Le géopolitologue François Thual avait très bien su analyser le renouveau de l'antimaçonnisme dans un numéro de L'Express de 1995, il déclarait : L'affairisme renforce les courants antimaçonniques. Mais attention ! l'antimaçonnisme est comme l'antisémitisme. Une partie de la société a toujours besoin de diaboliser l'autre et de lui accorder une importance démesurée. Les auteurs des Frères invisibles citent cette réflexion de François Thual mais pour mieux en rejeter l'avertissement, ils affirment en page 250 de leur livre : De nombreux frères continuent encore aujourd'hui à penser ainsi.

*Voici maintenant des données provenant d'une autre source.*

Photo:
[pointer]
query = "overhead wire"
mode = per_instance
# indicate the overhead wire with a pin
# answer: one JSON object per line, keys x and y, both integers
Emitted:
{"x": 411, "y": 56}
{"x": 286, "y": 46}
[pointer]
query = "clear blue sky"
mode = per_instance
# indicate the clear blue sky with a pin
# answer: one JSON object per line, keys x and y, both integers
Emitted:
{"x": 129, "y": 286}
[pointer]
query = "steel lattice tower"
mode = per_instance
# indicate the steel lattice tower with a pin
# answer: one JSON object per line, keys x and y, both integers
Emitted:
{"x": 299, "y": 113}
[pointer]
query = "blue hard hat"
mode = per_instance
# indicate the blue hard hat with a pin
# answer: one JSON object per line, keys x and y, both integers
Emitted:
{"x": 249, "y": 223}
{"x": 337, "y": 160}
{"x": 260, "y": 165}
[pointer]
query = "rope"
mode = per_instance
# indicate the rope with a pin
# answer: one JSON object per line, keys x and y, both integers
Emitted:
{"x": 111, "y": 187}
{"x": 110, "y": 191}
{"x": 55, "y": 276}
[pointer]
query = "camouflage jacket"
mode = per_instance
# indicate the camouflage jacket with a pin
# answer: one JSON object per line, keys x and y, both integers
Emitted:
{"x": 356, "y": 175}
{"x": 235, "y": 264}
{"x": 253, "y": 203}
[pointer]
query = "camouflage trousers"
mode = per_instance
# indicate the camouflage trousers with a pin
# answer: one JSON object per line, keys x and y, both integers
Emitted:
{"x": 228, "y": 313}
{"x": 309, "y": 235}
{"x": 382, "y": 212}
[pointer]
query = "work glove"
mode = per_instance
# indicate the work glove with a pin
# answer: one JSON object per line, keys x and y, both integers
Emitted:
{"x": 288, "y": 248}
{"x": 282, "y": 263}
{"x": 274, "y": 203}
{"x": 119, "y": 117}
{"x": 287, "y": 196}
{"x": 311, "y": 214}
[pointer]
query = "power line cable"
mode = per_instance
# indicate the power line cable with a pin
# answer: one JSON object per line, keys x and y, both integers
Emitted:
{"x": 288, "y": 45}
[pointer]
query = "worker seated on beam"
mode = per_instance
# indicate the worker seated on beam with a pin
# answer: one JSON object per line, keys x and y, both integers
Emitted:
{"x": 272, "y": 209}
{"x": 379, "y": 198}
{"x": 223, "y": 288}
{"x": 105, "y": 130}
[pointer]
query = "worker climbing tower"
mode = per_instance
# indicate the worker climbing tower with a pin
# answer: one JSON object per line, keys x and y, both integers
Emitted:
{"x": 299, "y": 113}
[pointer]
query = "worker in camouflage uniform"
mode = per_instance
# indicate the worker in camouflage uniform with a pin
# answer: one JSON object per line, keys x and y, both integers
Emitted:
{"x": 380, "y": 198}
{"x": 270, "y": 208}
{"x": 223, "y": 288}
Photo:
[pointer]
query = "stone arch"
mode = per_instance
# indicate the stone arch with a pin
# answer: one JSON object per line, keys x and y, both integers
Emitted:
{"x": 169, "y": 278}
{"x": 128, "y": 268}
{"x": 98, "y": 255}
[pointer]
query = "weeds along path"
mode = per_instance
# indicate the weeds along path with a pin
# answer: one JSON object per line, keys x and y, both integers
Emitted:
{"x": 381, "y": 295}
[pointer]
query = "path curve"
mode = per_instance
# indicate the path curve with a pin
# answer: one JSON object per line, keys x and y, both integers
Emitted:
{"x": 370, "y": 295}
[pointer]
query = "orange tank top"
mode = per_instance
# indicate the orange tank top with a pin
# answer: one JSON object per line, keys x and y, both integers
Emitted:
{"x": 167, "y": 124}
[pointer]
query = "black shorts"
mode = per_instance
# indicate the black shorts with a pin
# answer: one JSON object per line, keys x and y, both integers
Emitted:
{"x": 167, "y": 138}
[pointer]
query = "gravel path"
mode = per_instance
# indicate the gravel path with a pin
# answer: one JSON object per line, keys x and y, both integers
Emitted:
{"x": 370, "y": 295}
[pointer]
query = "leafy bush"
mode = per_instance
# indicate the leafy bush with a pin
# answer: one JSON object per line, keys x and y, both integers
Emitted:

Certes, l'intention initiale de Gishlaine Ottenheimer et de Renaud Lecadre était bonne et pour cette raison les journalistes avaient été aidés dans leur enquête par des maçons soucieux de faire le ménage dans leur obédience. Malheureusement, les journalistes n'ont pas su adopter une démarche scientifique dans la rédaction de leur ouvrage, c'est-à-dire appuyer chaque argument par un exemple avéré. Bien au contraire, quand les auteurs des Frères invisibles manquent de preuves, ils n'hésitent pas à affubler un homme politique mis en examen du qualificatif "maçon sans tablier". On est obligé de regretter un tel acte de malveillance qui jette une ombre sur la démarche des deux journalistes. D'autant plus que ceux-ci utilisent le lexique antimaçonnique de base. Le fameux sobriquet "frères trois points" est usé à l'envi au fil des trois cent cinquante pages. On sait que cette expression fut créée et popularisée par le tristement célèbre Léo Taxil. Auteur de pamphlets antimaçonniques et antisémites à la fin du XIXè siècle, ce dernier jubilerait s'il savait que son vocabulaire haineux était utilisé à l'aube du XXIè siècle. Mais Taxil n'est pas la seule source douteuse des deux journalistes. Parmi les références d'Ottenheimer et Lecadre on trouve la revue Faits et documents publiée par Emmanuel Ratier, un homme réputé d'extrême-droite. Une enquête rigoureuse pouvait-elle colporter les ragots des nostalgiques du fascisme ? Avec Les Frères invisibles, nous ne sommes pas très loin des propos lepenistes sur le prétendu complot judéo-maçonnique !

 

Le plus grand reproche que l'on peut opposer aux auteurs du livre est la volonté manifeste de "grossir le trait". Leur paranoïa manifeste les pousse à voir des francs-maçons partout sans prendre la peine de vérifier auprès des intéressés. En outre Ottenheimer et Lecadre semblent fachés avec les chiffres ou les gonflent dans le sens qui sied à leur ouvrage. D'après eux les effectifs de la Grande Loge Unie d'Angleterre ont fondu de moitié, à 400000, depuis que le gouvernement de Tony Blair a mis sur la place publique la question de l'incompatibilité entre le serment maçonnique et les fonctions de magistrat ou de policier (page 292). En réalité, les effectifs de la GLUA sont passés de 450 000 à 400000 depuis l'obligation de transparence des maçons d'Albion quand ceux-ci sont fonctionnaires de police ou de la justice. On voit bien que 50 000 maçons de moins en quatre ans ne représentent pas du tout la moitié de 450 000 !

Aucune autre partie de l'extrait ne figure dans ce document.